Saturday, September 25, 2010

Part 2: Julia B. Rice vs. "Useless and Unnecessary Whistling"

In the last installment, we left Julia Rice's Manhattan mansion called “Villa Julia” semi-surrounded by angry, tooting tugboat captains. They didn't like the lobbying she had been doing for noise-limiting laws.

But Rice stuck to her plan of gathering evidence, both written and recorded, and playing her wax-cylinder recordings at public meetings in major cities, always at top volume. The tugboat captains’ counterattack only confirmed her claims that noise was out of control.

In time she roused Congress enough to pass a law authorizing the Inspector of Steamboats to enforce a whistle ban. At the city level, she succeeded cutting back the time during which church bells could summon the faithful on Sunday. "The majority of them are decidedly discordant,” she explained to reporters. In 1907 she took on the problem of children fighting and playing loud games just outside of hospitals and schools. Mark Twain agreed to serve as president of the society’s Children’s Auxiliary. The young members swore to hush up, at least near children’s hospitals.

Without action, Julia once said, the twentieth century would be the Age of Noise: hence the name of her group, the Society for the Suppression of Unnecessary Noise. After she retired from the field, city agencies made some additional headway but nobody could do much about the escalating noise from cars and trucks.

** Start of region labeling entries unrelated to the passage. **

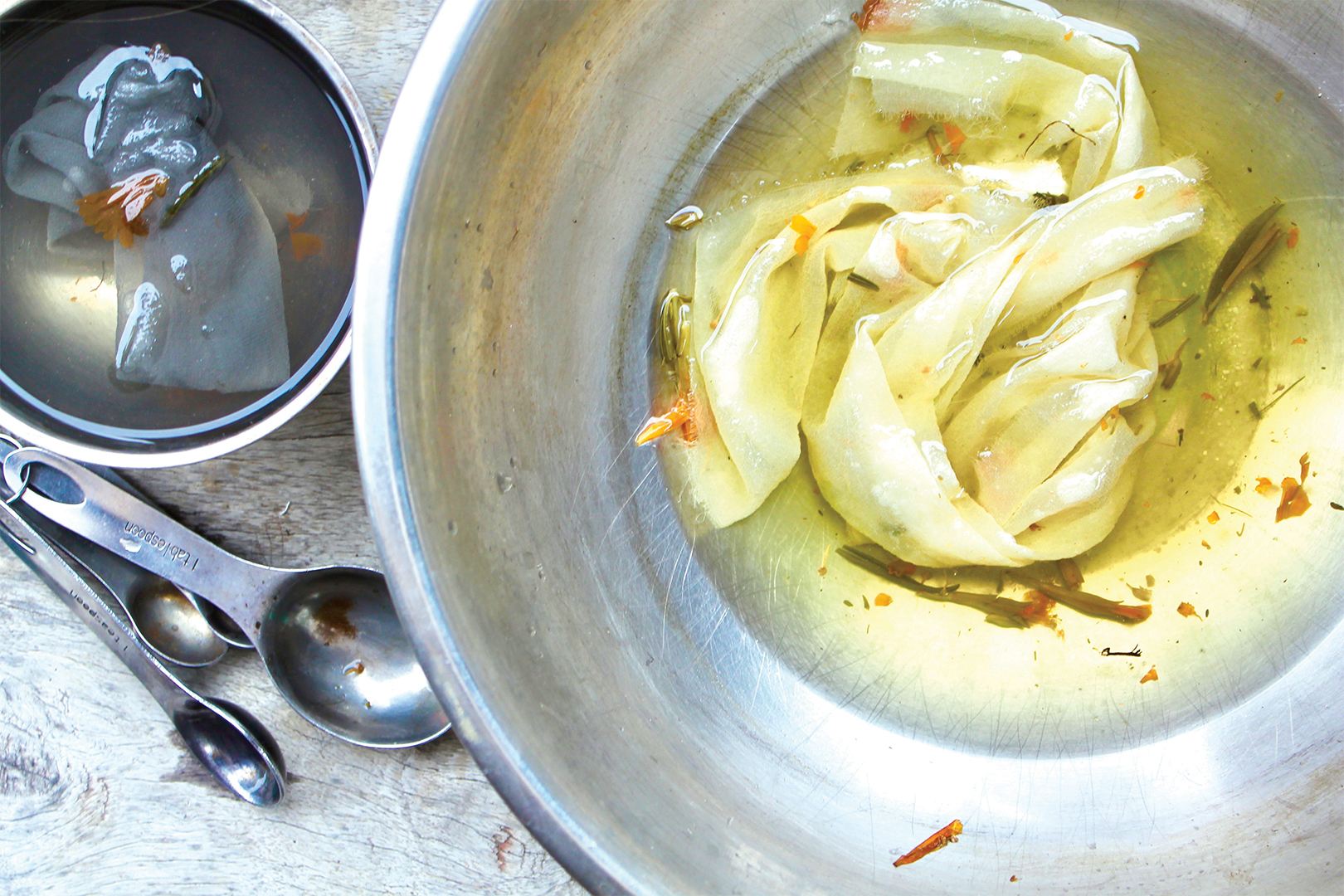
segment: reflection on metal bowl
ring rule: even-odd
[[[1236,219],[1294,200],[1321,247],[1277,318],[1284,344],[1294,320],[1310,328],[1310,353],[1278,368],[1306,379],[1235,458],[1208,461],[1219,481],[1200,496],[1254,485],[1290,443],[1312,453],[1316,516],[1262,527],[1255,549],[1200,548],[1195,572],[1157,548],[1187,544],[1198,508],[1152,543],[1106,548],[1168,564],[1154,571],[1172,571],[1173,617],[1195,584],[1230,591],[1239,614],[1203,623],[1203,658],[1173,646],[1128,707],[1099,699],[1098,661],[1039,681],[1038,697],[1019,689],[1030,649],[968,668],[937,662],[939,643],[864,641],[839,600],[798,599],[793,572],[816,575],[820,552],[804,563],[781,537],[762,570],[751,557],[769,544],[688,535],[657,454],[632,447],[679,238],[663,220],[742,188],[751,163],[726,154],[732,129],[805,111],[806,94],[778,86],[849,40],[855,9],[439,12],[362,234],[360,459],[399,610],[458,736],[595,892],[1337,885],[1339,7],[1059,5],[1140,38],[1168,144],[1199,156]],[[786,130],[762,129],[761,145]],[[946,618],[948,639],[980,625]],[[953,818],[960,844],[892,868]]]

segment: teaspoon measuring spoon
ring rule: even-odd
[[[274,806],[285,795],[285,759],[270,732],[242,707],[203,697],[168,672],[55,547],[0,501],[0,540],[55,591],[164,708],[196,759],[235,797]]]
[[[312,724],[363,747],[413,747],[448,731],[380,572],[250,563],[43,449],[5,458],[9,489],[22,490],[30,465],[65,474],[82,500],[27,489],[28,506],[208,599],[251,638],[280,693]]]
[[[23,445],[8,435],[0,435],[0,454],[3,457],[8,457],[11,450],[20,447]],[[132,494],[144,497],[114,472],[105,467],[90,469]],[[73,489],[63,476],[55,473],[47,476],[48,470],[42,467],[30,467],[30,470],[36,470],[31,477],[31,488],[58,498],[63,492],[74,492],[78,500],[78,490]],[[42,519],[32,510],[24,514],[24,520],[43,537],[58,545],[60,551],[74,557],[83,570],[93,574],[126,610],[130,625],[141,641],[164,660],[180,666],[208,666],[222,660],[228,652],[228,643],[211,627],[196,602],[172,582],[146,572],[87,539]]]

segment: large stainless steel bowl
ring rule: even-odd
[[[1253,607],[1241,634],[1207,626],[1214,673],[1094,716],[1089,669],[1023,712],[993,664],[972,681],[856,647],[782,575],[694,545],[656,453],[632,449],[661,219],[731,180],[715,153],[743,116],[804,102],[773,85],[855,5],[448,3],[430,28],[362,236],[355,411],[398,606],[458,736],[595,892],[1339,892],[1344,7],[1067,4],[1140,35],[1159,116],[1238,216],[1314,197],[1322,262],[1298,285],[1312,375],[1285,403],[1317,509],[1274,563],[1206,567]],[[892,868],[953,818],[958,845]]]

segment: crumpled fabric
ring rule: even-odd
[[[38,99],[4,146],[5,183],[48,206],[47,246],[105,257],[81,197],[144,172],[167,192],[142,212],[148,235],[114,243],[117,379],[188,390],[270,390],[290,373],[276,235],[211,132],[208,81],[161,47],[102,47]],[[202,172],[171,220],[164,212]]]

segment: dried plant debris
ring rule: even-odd
[[[687,231],[704,220],[704,211],[699,206],[687,206],[672,212],[664,224],[672,230]]]
[[[1250,404],[1250,408],[1251,408],[1251,414],[1254,414],[1254,415],[1255,415],[1255,419],[1257,419],[1257,420],[1258,420],[1258,419],[1261,419],[1262,416],[1265,416],[1265,412],[1266,412],[1266,411],[1267,411],[1269,408],[1271,408],[1271,407],[1274,407],[1275,404],[1278,404],[1279,399],[1282,399],[1282,398],[1284,398],[1285,395],[1288,395],[1289,392],[1292,392],[1292,391],[1293,391],[1293,387],[1296,387],[1296,386],[1297,386],[1298,383],[1301,383],[1301,382],[1302,382],[1302,380],[1305,380],[1305,379],[1306,379],[1305,376],[1298,376],[1298,377],[1297,377],[1296,380],[1293,380],[1293,384],[1292,384],[1292,386],[1289,386],[1289,387],[1288,387],[1286,390],[1284,390],[1282,392],[1279,392],[1278,395],[1275,395],[1275,396],[1274,396],[1274,398],[1273,398],[1273,399],[1271,399],[1271,400],[1269,402],[1269,404],[1266,404],[1265,407],[1259,407],[1258,404],[1255,404],[1255,402],[1251,402],[1251,404]]]
[[[1106,598],[1098,596],[1095,594],[1087,594],[1086,591],[1077,591],[1074,588],[1062,588],[1058,584],[1051,584],[1050,582],[1042,582],[1040,579],[1034,579],[1030,575],[1019,572],[1016,570],[1008,570],[1008,576],[1027,586],[1028,588],[1035,588],[1046,596],[1058,600],[1070,610],[1082,613],[1083,615],[1097,617],[1101,619],[1114,619],[1116,622],[1124,622],[1125,625],[1133,625],[1136,622],[1142,622],[1148,617],[1153,615],[1153,609],[1146,604],[1130,604],[1120,603],[1117,600],[1107,600]]]
[[[1306,489],[1293,477],[1285,476],[1279,488],[1284,489],[1284,496],[1278,502],[1278,509],[1274,510],[1274,523],[1302,516],[1312,506],[1306,497]]]
[[[1064,587],[1077,588],[1083,583],[1082,570],[1078,568],[1078,562],[1073,557],[1056,560],[1056,566],[1059,566],[1059,578]]]
[[[942,849],[948,844],[957,842],[957,837],[961,836],[961,832],[962,832],[961,819],[960,818],[953,819],[953,822],[950,825],[948,825],[946,827],[943,827],[942,830],[939,830],[937,834],[934,834],[929,840],[923,841],[922,844],[919,844],[918,846],[915,846],[909,853],[906,853],[905,856],[902,856],[900,858],[898,858],[896,861],[894,861],[891,864],[894,866],[896,866],[896,868],[900,868],[902,865],[909,865],[910,862],[917,862],[921,858],[923,858],[925,856],[927,856],[929,853],[938,852],[939,849]]]
[[[845,545],[836,549],[836,556],[844,557],[875,576],[914,591],[930,600],[956,603],[977,610],[985,614],[985,622],[991,625],[1004,629],[1027,629],[1034,625],[1043,625],[1047,629],[1058,631],[1059,621],[1054,615],[1055,602],[1043,594],[1032,595],[1028,592],[1027,600],[1013,600],[997,594],[970,594],[961,591],[961,586],[957,584],[931,586],[911,576],[917,570],[914,564],[899,559],[882,560],[875,553],[870,553],[870,549],[886,553],[882,548],[878,545],[866,545],[866,548],[860,551]]]
[[[1189,337],[1187,336],[1180,341],[1180,345],[1176,347],[1176,351],[1172,353],[1171,359],[1157,365],[1157,372],[1163,375],[1163,388],[1169,390],[1171,387],[1176,386],[1176,377],[1180,376],[1180,368],[1181,368],[1180,353],[1185,348],[1185,343],[1188,341]]]
[[[1259,305],[1267,312],[1270,310],[1269,300],[1273,296],[1266,293],[1263,286],[1261,286],[1259,283],[1251,283],[1251,305]]]
[[[136,236],[148,236],[144,214],[155,199],[168,192],[168,175],[157,168],[130,175],[108,189],[89,193],[77,201],[85,224],[106,240],[130,249]]]
[[[1204,294],[1203,322],[1208,322],[1218,304],[1223,301],[1227,292],[1236,279],[1249,269],[1259,263],[1269,250],[1274,247],[1284,234],[1282,226],[1274,218],[1284,208],[1284,203],[1274,203],[1249,223],[1232,244],[1227,247],[1223,261],[1218,263],[1212,279],[1208,281],[1208,292]]]
[[[1176,320],[1177,317],[1180,317],[1181,314],[1184,314],[1187,308],[1189,308],[1191,305],[1193,305],[1198,301],[1199,301],[1199,293],[1191,293],[1184,300],[1181,300],[1180,305],[1177,305],[1176,308],[1171,309],[1169,312],[1167,312],[1165,314],[1163,314],[1161,317],[1159,317],[1156,321],[1153,321],[1152,324],[1149,324],[1149,328],[1157,329],[1159,326],[1164,326],[1165,324],[1171,324],[1173,320]]]

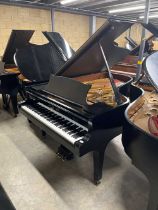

Her vast collection of ambient-noise recordings dropped out of sight sometime in the 1920s. If the wax cylinders of Julia Rice are ever located, they will be the earliest street recordings from New York. (On a side note, no verified recordings of Mark Twain's voice have survived either. But according to this website a professional actor by the name of William Gillette, who knew Twain well, once recorded an impersonation of Twain telling the Jumping Frog story. So that's close.)

If the Rice recordings ever turn up in a basement somewhere, they will give us new insight what life in New York was really like during this boisterous, optimistic pre-war era, what some observers called the Age of Energy.